Backed by tow trucks and a 100-man motorbike squad, Civil Distrubance Unit officers twirling nightsticks walked through the nearly empty American Agriculture Movement encampment at noon to deliver their ultimatum.
A few angry farmers who vowed to keep their campers "at all costs" on the Mall relented after receiving a one-hour reprieve from the mayor's office.
By 2:30 p.m., all but four farm vehicles were on their way to new camps at Greenbelt Park in Maryland and to several sites clustered at Rte. 1 and the Beltway in Virginia. Police impounded the four vehicles that were left behind -- a tractor trailer, a pick-up, a school bus and an abandoned tractor -- but more than 150 tractors are still left on the Mall.
D.C. Deputy Police Chief Robert Klotz said he would permit about 100 tractors to stay "a few more days" before taking any further action. Klotz agreed last week to let a symbolic group of 50 tractors remain indefinitely near the Capitol.

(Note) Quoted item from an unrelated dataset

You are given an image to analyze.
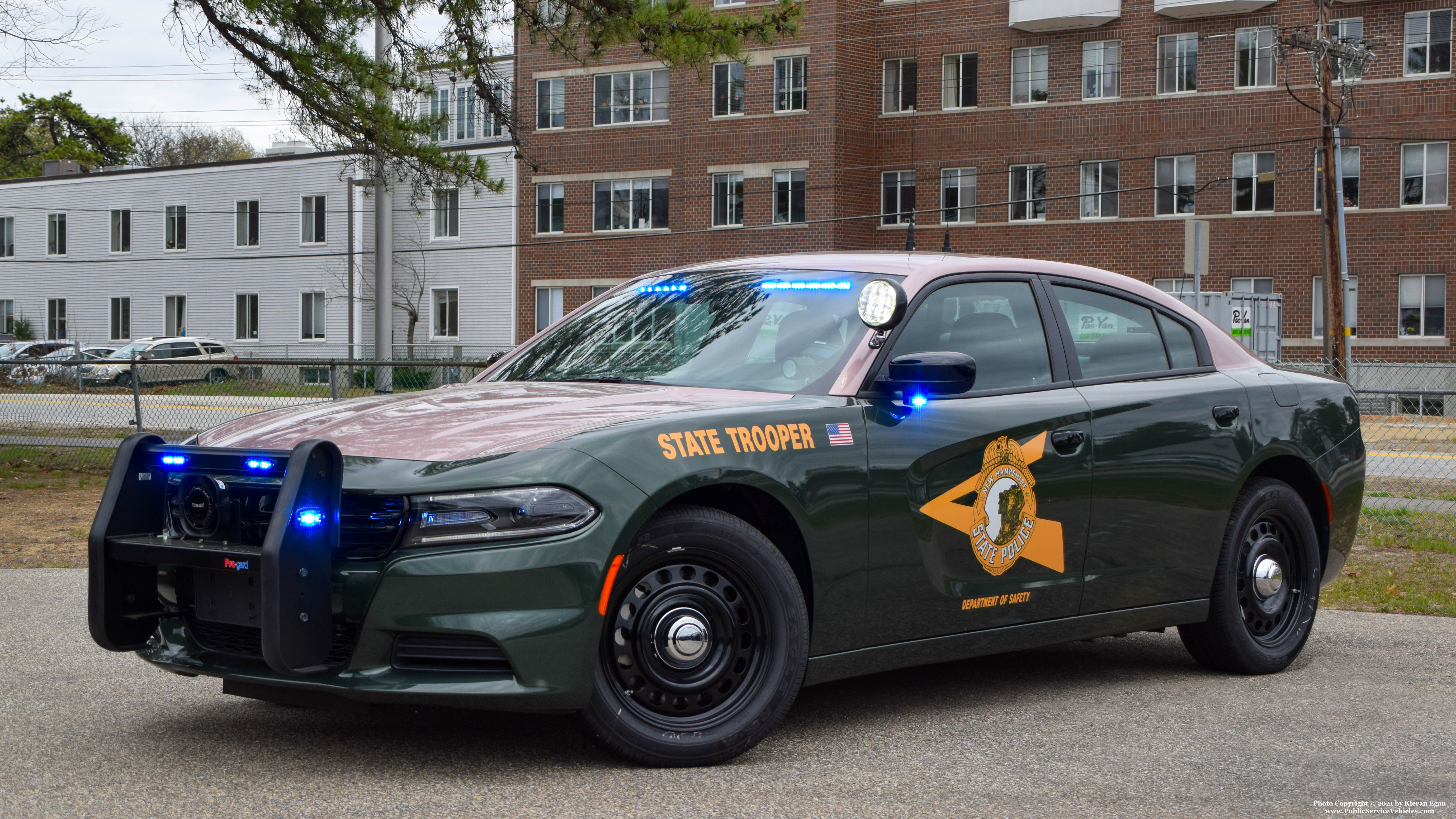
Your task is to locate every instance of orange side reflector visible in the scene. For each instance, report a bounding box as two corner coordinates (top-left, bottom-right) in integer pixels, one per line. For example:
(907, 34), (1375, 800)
(597, 556), (626, 617)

Several farmers called the police show of force "unwarranted." One Nebraska farmer confronted by a mass of walking policeman called to a companion sitting in a nearby Winnebago, "You want to seen a sight you'll never forget, get out here."
Klotz said he would immediately begin removing much of the Metrobus barricade used to corral the farmers on the Mall during their month-long protest. The remaining tractors will be blockaded into an area east of Third Street at Constitution Avenue. Klotz said the police plan no extra security for the tractors after this evening.